I saw a comet last night.
At least that’s what I’m supposed to think. The timing was suspicious. And the government (with a lower case g) was quick to respond to the sightings and report them as a meteor burning up in the atmosphere. Now, I ask you, when has the government ever–ever been so responsive on anything? The IRS, DMV’s of all stripes, Social Security, and the bureaucratic minions who process unemployment claims are not exactly monuments to efficiency and quick action on behalf of We the People. So, what’s with all the sudden rush to get information out?
I smell a conspiracy here. Anyone remember the scene from Men In Black explaining a strange sighting to someone who just got the bright end of a flashy-thingy? Swamp gas and a weather balloon?
What is it that’s going on that the higher powers needed to distract us with something shiny? Like a poor excuse for a street magician on Venice Beach someone used misdirection to make sure we didn’t see the subtle manipulation going on out there. The government sponsored version of GOB Bluth from Arrested Development…

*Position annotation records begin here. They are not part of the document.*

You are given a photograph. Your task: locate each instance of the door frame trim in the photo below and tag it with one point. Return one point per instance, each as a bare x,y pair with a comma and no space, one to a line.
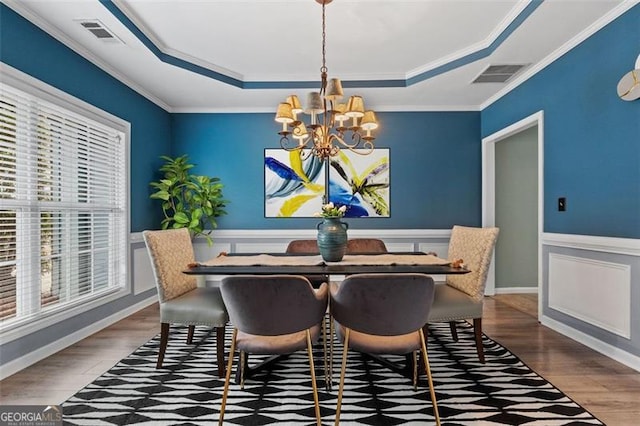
488,188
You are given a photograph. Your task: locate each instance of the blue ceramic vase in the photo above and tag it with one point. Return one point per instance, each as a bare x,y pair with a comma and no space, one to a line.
332,239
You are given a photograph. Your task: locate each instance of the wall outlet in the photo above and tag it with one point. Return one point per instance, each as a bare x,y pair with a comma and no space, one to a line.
562,204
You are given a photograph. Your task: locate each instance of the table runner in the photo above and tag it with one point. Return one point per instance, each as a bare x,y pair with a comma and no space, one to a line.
315,260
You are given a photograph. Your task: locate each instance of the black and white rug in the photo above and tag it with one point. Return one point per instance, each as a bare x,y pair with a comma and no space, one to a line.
187,390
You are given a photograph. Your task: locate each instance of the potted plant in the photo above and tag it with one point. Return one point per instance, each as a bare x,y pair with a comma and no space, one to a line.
188,200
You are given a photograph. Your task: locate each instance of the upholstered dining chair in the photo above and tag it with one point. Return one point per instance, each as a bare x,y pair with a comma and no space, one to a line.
383,314
181,300
462,296
274,315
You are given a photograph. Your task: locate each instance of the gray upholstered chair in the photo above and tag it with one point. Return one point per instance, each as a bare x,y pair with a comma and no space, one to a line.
274,315
461,298
181,300
383,314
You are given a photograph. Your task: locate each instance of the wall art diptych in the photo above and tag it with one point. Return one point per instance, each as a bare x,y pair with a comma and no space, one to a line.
292,187
295,187
361,182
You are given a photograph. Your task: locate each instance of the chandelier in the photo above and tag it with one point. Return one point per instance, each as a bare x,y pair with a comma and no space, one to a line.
332,125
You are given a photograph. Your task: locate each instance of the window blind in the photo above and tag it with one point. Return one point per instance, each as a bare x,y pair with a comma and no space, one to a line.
62,207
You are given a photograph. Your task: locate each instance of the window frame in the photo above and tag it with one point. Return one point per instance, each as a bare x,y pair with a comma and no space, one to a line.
17,329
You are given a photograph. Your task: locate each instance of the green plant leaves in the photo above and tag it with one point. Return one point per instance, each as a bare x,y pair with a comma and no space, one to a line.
188,201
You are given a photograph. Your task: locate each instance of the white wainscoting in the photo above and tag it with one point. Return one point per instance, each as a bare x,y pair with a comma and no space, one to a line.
143,279
593,291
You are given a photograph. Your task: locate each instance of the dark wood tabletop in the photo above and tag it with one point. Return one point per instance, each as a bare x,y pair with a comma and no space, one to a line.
332,269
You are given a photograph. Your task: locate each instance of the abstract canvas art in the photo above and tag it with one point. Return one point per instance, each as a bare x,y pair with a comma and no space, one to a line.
294,187
361,182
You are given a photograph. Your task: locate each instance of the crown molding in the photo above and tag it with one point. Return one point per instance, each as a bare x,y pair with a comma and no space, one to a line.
271,110
558,53
24,11
474,48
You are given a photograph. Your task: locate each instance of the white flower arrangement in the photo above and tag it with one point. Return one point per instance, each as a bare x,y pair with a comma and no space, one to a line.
329,210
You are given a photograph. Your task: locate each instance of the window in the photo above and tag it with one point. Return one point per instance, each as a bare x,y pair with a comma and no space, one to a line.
63,191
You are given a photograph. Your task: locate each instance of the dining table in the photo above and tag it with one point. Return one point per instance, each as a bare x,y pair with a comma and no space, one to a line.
312,264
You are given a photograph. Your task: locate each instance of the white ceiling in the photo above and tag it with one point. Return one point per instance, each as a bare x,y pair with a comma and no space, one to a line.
433,47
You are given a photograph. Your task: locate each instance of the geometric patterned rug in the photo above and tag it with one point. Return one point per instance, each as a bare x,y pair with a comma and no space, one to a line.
187,390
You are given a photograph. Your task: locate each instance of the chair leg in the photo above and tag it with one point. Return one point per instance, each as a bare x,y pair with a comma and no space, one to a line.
327,384
241,365
190,334
477,330
228,377
342,371
164,337
313,379
425,356
415,371
331,335
220,350
454,330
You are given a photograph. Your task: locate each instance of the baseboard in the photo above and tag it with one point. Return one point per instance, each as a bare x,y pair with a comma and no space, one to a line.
626,246
516,290
31,358
617,354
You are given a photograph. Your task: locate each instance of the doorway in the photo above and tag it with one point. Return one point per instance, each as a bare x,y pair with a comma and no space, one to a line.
503,206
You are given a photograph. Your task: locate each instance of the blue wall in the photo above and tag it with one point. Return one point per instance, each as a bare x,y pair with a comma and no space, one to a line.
32,51
592,138
435,167
27,48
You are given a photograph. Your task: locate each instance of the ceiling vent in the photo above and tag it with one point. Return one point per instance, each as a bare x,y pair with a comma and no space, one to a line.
101,32
498,73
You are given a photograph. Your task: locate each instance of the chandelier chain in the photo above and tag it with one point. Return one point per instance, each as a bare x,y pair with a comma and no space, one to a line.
324,37
332,125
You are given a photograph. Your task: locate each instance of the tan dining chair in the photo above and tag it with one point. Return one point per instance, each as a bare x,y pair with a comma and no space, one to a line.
181,300
383,314
462,296
274,315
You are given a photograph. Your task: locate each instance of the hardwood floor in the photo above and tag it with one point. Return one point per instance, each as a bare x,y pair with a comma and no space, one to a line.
608,389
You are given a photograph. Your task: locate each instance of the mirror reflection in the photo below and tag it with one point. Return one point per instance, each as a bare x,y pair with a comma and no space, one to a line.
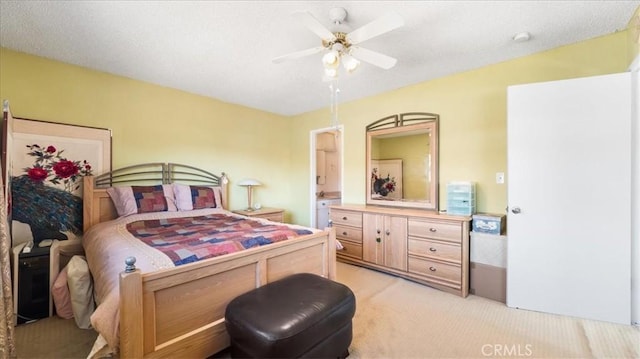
402,161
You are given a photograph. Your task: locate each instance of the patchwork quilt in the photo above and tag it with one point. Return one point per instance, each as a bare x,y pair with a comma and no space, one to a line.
189,239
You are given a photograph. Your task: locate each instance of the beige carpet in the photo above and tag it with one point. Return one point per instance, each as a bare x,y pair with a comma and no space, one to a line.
53,337
396,318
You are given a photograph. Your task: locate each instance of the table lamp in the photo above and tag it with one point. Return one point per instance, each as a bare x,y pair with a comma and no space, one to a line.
249,183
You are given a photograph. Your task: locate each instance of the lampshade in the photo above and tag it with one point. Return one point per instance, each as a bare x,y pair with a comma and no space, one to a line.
249,182
350,63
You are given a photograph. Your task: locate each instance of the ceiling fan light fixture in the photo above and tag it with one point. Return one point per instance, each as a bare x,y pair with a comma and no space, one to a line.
331,59
331,73
350,63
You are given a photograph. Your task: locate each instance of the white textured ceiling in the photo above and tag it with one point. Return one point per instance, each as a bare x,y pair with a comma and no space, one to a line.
223,49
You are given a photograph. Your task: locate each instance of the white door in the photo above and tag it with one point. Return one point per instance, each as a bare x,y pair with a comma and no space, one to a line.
569,163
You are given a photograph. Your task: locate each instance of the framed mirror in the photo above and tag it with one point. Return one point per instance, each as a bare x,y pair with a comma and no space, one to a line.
402,161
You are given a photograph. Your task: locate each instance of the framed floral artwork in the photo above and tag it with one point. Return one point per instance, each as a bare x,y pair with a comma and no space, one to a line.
47,163
386,179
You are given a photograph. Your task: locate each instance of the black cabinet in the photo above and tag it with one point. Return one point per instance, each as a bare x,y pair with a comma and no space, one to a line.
33,285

Depending on your conspiracy theory of choice, the mysterious sighting of a bright light in the night sky could have come from a number of sources, none of which involved a meteor as government sources would have you believe. I have combed the vast dark reaches of the the web and come up with a few plausible explanations for the atmospheric display.
1. The display was the burning remains of a Chinese rocket booster. The government didn’t want the public to panic over foreign ballistic material falling from the heavens.
2. The lights were actually the brake lights from an extra terrestrial craft. They slowed down and took a look at the state of things on the planet, then pumped the brakes and made a U-turn back to the cosmic homeland. There was no intelligent life found on the third planet from the sun.
3. The lights were from a distress flare from the International Space Station signaling they’ve run out of toilet paper. Imagine the horror. Open the pod bay doors, HAL.
4. The bright light was the destruction of a North Korean satellite by a super secret space weapon operated by the Agents of S.H.I.E.L.D. Hail Hydra…
5. The streaks of light were actually tears from a communication satellite after Kanye West uploaded another album to Tidal.
6. The fireball was a methane burn fueled by two week’s worth of political conventions. All that bullshit has to go somewhere. Yeah, I’ll choose this one.
Or, it could have been just a meteor–and the beginning of watching the world burn.